1. À Paris et en Île-de-France, le bon JAF dépend d’abord de la situation procédurale

Le premier réflexe utile est de distinguer deux hypothèses.

A. Vous êtes encore dans la procédure de divorce

Dans ce cas, la demande de prestation compensatoire se traite dans le cadre du divorce lui-même. La compétence du juge aux affaires familiales s’analyse alors selon l’article 1070 du code de procédure civile, qui organise la compétence territoriale des affaires familiales.

La question n’est donc pas :

quel tribunal est le plus proche de mon avocat ?

La question est :

quel est le tribunal judiciairement compétent au regard de la résidence pertinente au jour de la saisine ?

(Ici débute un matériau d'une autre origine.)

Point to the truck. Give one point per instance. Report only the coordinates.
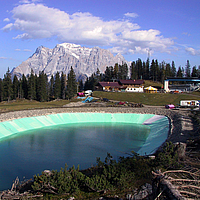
(189, 103)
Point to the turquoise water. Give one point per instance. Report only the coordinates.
(30, 152)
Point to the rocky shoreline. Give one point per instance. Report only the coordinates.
(182, 128)
(181, 122)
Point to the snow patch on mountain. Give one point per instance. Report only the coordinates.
(84, 61)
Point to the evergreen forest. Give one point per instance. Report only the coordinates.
(62, 86)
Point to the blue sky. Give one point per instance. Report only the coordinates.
(168, 29)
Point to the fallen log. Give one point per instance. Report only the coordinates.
(160, 183)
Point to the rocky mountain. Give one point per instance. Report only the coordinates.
(84, 61)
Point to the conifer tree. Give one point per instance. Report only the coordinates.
(187, 69)
(63, 86)
(25, 86)
(194, 72)
(123, 71)
(51, 91)
(42, 86)
(133, 71)
(15, 87)
(173, 69)
(7, 85)
(179, 72)
(115, 71)
(1, 90)
(71, 84)
(32, 86)
(57, 86)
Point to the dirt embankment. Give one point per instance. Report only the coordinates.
(182, 127)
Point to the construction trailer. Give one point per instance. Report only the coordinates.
(189, 103)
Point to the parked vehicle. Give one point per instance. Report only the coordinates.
(189, 103)
(170, 106)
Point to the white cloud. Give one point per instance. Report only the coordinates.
(39, 21)
(193, 51)
(3, 58)
(6, 20)
(133, 15)
(26, 50)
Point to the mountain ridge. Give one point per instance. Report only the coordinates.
(84, 60)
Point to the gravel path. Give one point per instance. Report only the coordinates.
(181, 123)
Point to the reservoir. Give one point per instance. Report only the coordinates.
(45, 142)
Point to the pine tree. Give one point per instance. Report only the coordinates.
(63, 85)
(51, 91)
(115, 71)
(179, 72)
(123, 71)
(152, 70)
(133, 71)
(173, 69)
(71, 84)
(24, 86)
(7, 85)
(31, 86)
(15, 87)
(57, 86)
(1, 90)
(187, 69)
(81, 85)
(194, 72)
(42, 86)
(147, 70)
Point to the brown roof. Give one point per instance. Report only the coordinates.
(131, 82)
(111, 84)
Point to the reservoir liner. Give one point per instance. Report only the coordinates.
(158, 124)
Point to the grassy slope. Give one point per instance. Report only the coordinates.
(26, 104)
(159, 99)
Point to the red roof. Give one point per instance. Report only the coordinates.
(111, 84)
(131, 82)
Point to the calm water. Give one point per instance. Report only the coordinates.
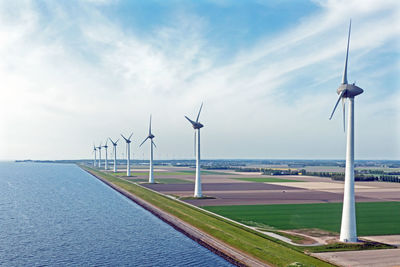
(57, 214)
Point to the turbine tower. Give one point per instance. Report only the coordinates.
(197, 126)
(99, 148)
(128, 154)
(150, 136)
(115, 153)
(348, 231)
(106, 163)
(94, 151)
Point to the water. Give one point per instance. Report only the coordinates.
(57, 214)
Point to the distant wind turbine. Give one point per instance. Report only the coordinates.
(348, 231)
(150, 136)
(197, 126)
(115, 153)
(99, 148)
(106, 163)
(128, 154)
(95, 152)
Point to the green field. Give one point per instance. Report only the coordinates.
(265, 248)
(266, 180)
(160, 181)
(373, 218)
(173, 181)
(165, 173)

B. Vous êtes après le divorce et vous demandez une révision, suspension ou suppression de rente

Ici, le dossier est souvent plus piégeux encore.

Il faut repartir de la décision ou de la convention qui a fixé la prestation, vérifier le fondement exact de la demande, puis sécuriser la juridiction compétente avant de rédiger. Le service public rappelle d’ailleurs que la révision d’une prestation compensatoire ne se traite pas comme un simple courrier de régularisation.

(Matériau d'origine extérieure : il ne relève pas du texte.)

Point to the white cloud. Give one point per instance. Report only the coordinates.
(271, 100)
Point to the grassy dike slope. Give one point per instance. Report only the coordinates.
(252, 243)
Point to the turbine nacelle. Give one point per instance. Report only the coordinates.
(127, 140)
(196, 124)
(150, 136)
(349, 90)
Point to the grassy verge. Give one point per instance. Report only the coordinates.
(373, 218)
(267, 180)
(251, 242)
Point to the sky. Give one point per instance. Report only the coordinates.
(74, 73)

Dans les dossiers franciliens, beaucoup d’erreurs viennent d’une confusion entre :

  • le tribunal du divorce initial ;
  • le domicile actuel de l’une ou l’autre partie ;
  • le lieu du notaire liquidateur ;
  • ou le lieu où se trouvent les biens.

Le bon tribunal ne se déduit pas par intuition. Il se déduit du cadre procédural exact.

2. Repères rapides par tribunal judiciaire en Île-de-France

Pour raisonner vite sur le ressort francilien, gardez ces repères utiles :

  • Paris : tribunal judiciaire de Paris ;
  • Hauts-de-Seine : tribunal judiciaire de Nanterre ;
  • Seine-Saint-Denis : tribunal judiciaire de Bobigny ;
  • Val-de-Marne : tribunal judiciaire de Créteil ;
  • Essonne : tribunal judiciaire d’Évry-Courcouronnes ;
  • Yvelines : tribunal judiciaire de Versailles ;
  • Val-d’Oise : tribunal judiciaire de Pontoise ;
  • Seine-et-Marne : selon la commune concernée, tribunal judiciaire de Meaux, Melun ou Fontainebleau.

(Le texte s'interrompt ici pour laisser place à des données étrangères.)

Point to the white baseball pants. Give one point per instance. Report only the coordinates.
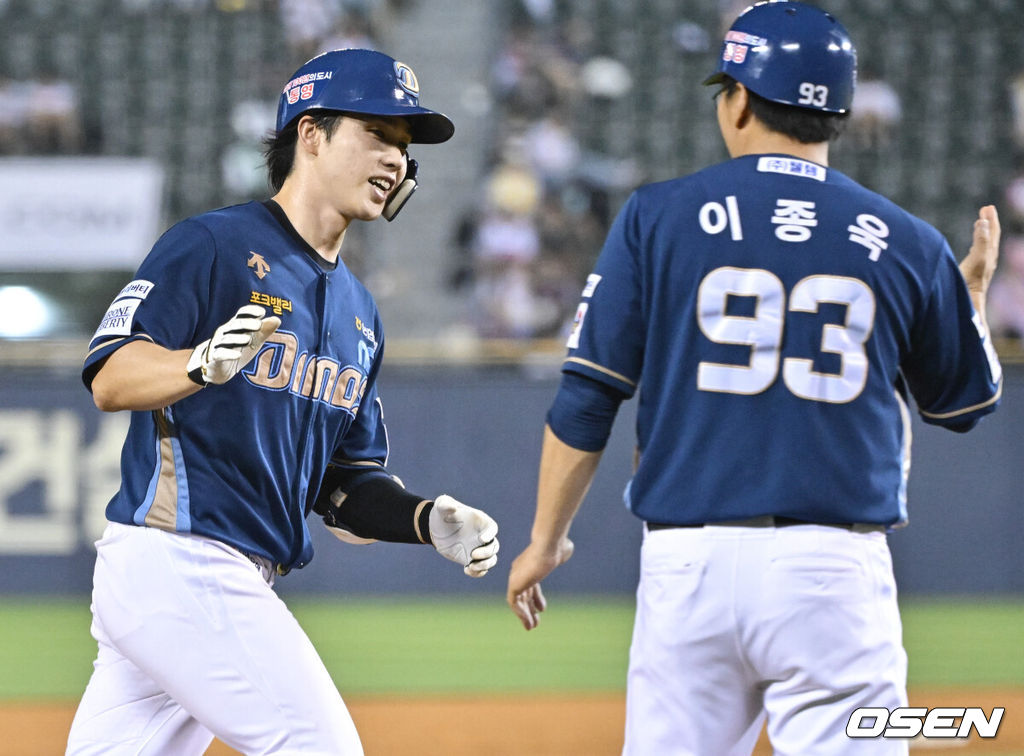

Pour un dossier vraiment localisé, il faut partir de la commune utile et non d’une logique départementale approximative. En Île-de-France, la bonne méthode reste :

  1. identifier la commune juridiquement pertinente ;
  2. rattacher cette commune au tribunal judiciaire compétent ;
  3. puis vérifier que la nature exacte de la demande correspond bien à la saisine envisagée.

Cette étape paraît élémentaire. Elle évite pourtant des erreurs coûteuses, surtout lorsque les ex-époux ont déménagé après le divorce ou lorsqu’un notaire intervient déjà sur la liquidation.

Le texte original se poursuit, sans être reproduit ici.